You are viewing a plain text version of this content. The canonical link for it is here.
Posted to java-user@lucene.apache.org by janwen <to...@163.com> on 2011/10/24 11:12:32 UTC
custome index rule
Hi,
I want to implement a custom index rule:
Assume the sentence like the following:Note comma
I am in China,I am in USA,I am in UK
I hope lucene index above sentece based on the rule:
1)split the sentence with comma(,),so we get(I am in China)(I am in USA)(I am in UK)
2)then lucene just store the short senteces from step 1,NOT_ANALYZED
P.S How many characters lucene do not support,and What they are?

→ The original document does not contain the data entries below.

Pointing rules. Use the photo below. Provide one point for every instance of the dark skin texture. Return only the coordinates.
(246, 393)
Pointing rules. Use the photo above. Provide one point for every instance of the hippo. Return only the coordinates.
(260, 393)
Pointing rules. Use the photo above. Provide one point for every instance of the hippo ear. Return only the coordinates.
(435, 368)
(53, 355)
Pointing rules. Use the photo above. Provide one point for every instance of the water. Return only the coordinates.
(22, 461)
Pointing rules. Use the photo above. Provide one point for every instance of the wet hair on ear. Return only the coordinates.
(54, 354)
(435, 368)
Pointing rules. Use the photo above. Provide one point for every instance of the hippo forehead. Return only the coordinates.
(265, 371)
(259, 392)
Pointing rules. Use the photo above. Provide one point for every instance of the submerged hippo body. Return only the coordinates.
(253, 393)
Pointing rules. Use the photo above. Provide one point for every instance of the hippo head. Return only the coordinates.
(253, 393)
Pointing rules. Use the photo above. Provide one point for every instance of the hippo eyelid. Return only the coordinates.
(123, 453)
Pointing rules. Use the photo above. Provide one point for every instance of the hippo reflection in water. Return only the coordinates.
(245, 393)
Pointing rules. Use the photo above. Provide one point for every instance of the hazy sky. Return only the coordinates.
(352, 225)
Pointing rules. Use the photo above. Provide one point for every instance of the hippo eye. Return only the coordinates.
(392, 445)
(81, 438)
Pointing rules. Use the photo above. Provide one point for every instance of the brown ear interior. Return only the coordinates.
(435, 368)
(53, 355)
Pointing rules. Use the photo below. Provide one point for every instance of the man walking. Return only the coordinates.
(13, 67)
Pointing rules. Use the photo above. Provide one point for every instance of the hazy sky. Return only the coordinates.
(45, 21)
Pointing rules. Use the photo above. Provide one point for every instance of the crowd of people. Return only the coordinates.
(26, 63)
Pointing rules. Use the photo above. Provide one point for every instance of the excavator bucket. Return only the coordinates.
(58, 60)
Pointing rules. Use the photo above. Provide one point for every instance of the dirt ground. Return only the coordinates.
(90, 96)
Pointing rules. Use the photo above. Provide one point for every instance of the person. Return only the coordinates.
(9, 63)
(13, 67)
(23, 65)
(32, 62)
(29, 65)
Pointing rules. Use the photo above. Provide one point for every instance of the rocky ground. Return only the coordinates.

I input a^b and get exception:
org.apache.lucene.queryParser.ParseException: Cannot parse 'a^b: Lexical error at line 1, column 4. Encountered: "\u671d" (26397), after : ""
thanks
2011-10-24
janwen | China
website : http://www.qianpin.com/
Re: Re: custome index rule
Posted by janwen <to...@163.com>.
thanks,Ian.I will try your idea.
2011-10-24
janwen | China
website : http://www.qianpin.com/
From:Ian Lea
Date:2011-10-24 18:01
Subject:Re: custome index rule
To:java-user
Cc:
You can achieve pretty much anything by customizing parsers and
tokenizers but for your simple case I'd just use String.split() and
add the phrases one by one. Something like
Document d = ...
String[] phrases = sentence,split(",");
for (String phrase : phrases) {
d.add(new Field("phrase", phrase, ...);
}
I think that would achieve what you want.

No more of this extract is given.